Una noche, asistió con Iliana y sus familiares a un baile. Mientras, juntamente con otras parejas, hizo su aparición José, bebido más de la cuenta. Alguien tuvo la precaución de avisarle a Papelón y, tan pronto se dio por enterado, abandonó el sitio. No obstante, algunas horas después oyó golpes fuertes en la puerta de su casa, y la voz de José que le gritaba desde afuera:

– “¡Ahora no puedes hacerte el desentendido! ¡Coyón! ¡Gallina! ¡Aquí estoy, defiéndete, vengo a matarte como se mata a los perros!”

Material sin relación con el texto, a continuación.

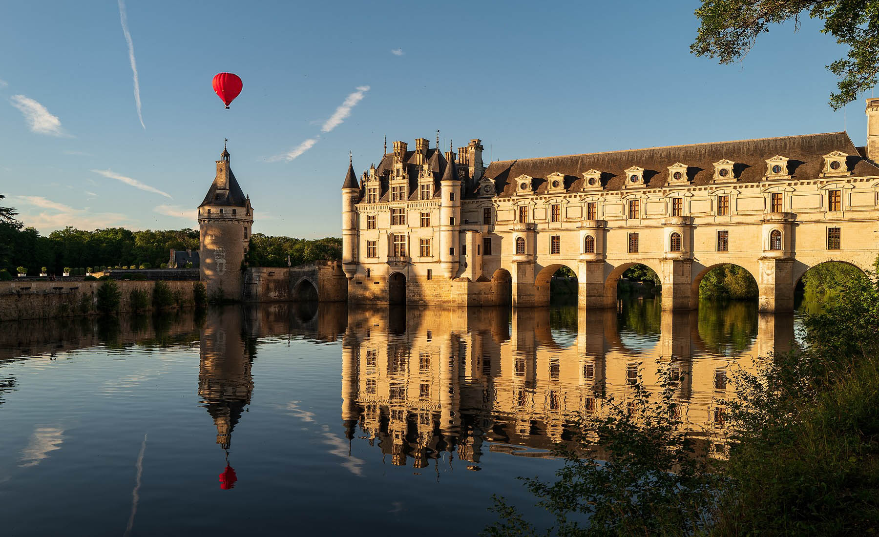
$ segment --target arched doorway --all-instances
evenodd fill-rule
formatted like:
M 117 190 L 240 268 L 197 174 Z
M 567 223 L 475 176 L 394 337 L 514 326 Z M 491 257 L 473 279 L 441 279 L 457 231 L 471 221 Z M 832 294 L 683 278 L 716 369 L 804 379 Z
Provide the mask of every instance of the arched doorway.
M 498 306 L 512 304 L 512 275 L 506 269 L 498 269 L 491 275 L 491 286 Z
M 297 302 L 316 302 L 317 288 L 310 279 L 304 278 L 294 287 L 293 300 Z
M 406 303 L 406 277 L 400 272 L 394 272 L 388 278 L 388 303 Z
M 605 280 L 605 307 L 619 309 L 620 298 L 652 298 L 662 292 L 657 269 L 642 263 L 625 263 L 611 271 Z

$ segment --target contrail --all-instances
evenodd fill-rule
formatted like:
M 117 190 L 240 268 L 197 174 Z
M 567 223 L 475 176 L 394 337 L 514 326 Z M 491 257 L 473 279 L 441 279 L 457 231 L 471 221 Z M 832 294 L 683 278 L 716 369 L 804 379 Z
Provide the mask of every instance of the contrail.
M 131 40 L 131 33 L 128 33 L 128 16 L 125 12 L 125 2 L 119 0 L 119 18 L 122 21 L 122 33 L 125 34 L 125 40 L 128 43 L 128 60 L 131 62 L 131 72 L 134 73 L 134 105 L 137 106 L 137 118 L 141 120 L 141 127 L 147 130 L 147 126 L 143 124 L 143 116 L 141 114 L 141 84 L 137 81 L 137 63 L 134 62 L 134 43 Z
M 143 474 L 143 452 L 146 450 L 147 435 L 144 434 L 143 443 L 141 444 L 141 453 L 137 455 L 137 462 L 134 463 L 137 474 L 134 475 L 134 489 L 131 491 L 131 516 L 128 517 L 128 526 L 125 528 L 123 537 L 127 537 L 131 533 L 131 528 L 134 526 L 134 514 L 137 513 L 137 502 L 141 500 L 139 491 L 141 490 L 141 475 Z

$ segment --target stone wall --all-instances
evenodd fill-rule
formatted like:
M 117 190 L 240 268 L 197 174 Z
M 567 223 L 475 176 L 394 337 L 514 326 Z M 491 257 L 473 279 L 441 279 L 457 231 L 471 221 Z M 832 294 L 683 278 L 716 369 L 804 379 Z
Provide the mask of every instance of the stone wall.
M 152 281 L 117 281 L 121 293 L 120 311 L 131 311 L 130 295 L 141 289 L 152 296 Z M 171 293 L 179 293 L 183 305 L 193 304 L 197 281 L 166 282 Z M 4 281 L 0 282 L 0 321 L 42 319 L 90 315 L 95 311 L 97 293 L 103 281 Z

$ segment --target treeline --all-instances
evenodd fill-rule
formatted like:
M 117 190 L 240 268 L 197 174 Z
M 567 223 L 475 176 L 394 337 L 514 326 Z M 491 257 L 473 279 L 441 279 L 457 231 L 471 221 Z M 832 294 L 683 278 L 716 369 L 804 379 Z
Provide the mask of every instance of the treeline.
M 251 266 L 296 266 L 312 261 L 335 261 L 342 258 L 342 239 L 297 239 L 289 236 L 269 236 L 255 233 L 251 236 L 247 262 Z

En unos cuantos segundos, su madre ya estaba al lado de él, con la pistola de Manuel en la mano y con el rostro desfigurado por el profundo odio que le producía ver a José desafiando a su hijo.

A Papelón le temblaba todo el cuerpo de por sí, pero su grado de tembladera aumentó cuando escuchó que su madre le decía:

– “¡Salte y tírale! Aquí tienes la pistola de tu hermano.”

Entre tanto, Papelón se vistió y se dirigió a abrir la puerta.

– “¡Anda, toma la pistola!” –le dijo otra vez su madre–. “No es cosa de que te dejes matar así porque sí.”

Por unos instantes miró a su madre y pasó por su mente, como una rápida película, todo lo que aquella mujer había sufrido a causa de las desgracias y le asustó el brillo de sus ojos. Se hizo para sí la siguiente pregunta: ¿Qué tenía aquel pueblo que era capaz de convertir en bestias feroces a todos sus pobladores?

Tomó una determinación y, apartando a su madre, abrió la puerta.

Ahí estaba José, rodeado de alguna gente, deseando darle muerte fácil y rápida.

Sintió miedo, pero algo superior a él mismo se impuso y, yendo hacia él, le dijo:

– “¡Mátame si quieres, hazlo si en realidad te produce placer! Yo no quiero mancharme las manos con tu sangre ni con la de nadie.”

José lo miró con los ojos vidriosos por los efectos del alcohol, y escupiendo con furia en el piso silabeó:

– “¡Ga-lli-na!” – y, dando traspiés, se marchó.

Papelón se dio cuenta de que entre los mirones se encontraban Iliana y su madre.

Quiso huir porque había violado las leyes tradicionales de su pueblo, y sintió vergüenza: ante los ojos de todos, incluso de su novia, era un “gallina”.

Iliana se desprendió del brazo de su madre y fue hacia él. Tomándolo del hombro, y aunque su edad era de 15 años, su voz sonó como la de una mujer:

– “Has hecho lo que hace tiempo debió hacer alguien aquí en El Platanal. Estoy orgullosa de ti.”

¿Lo estaba realmente? Contesta tú que has llevado el hilo del cuento.

Esa misma noche su madre, arrepentida, le pidió llorando:

– “¡Vámonos, vámonos de este pueblo para siempre!”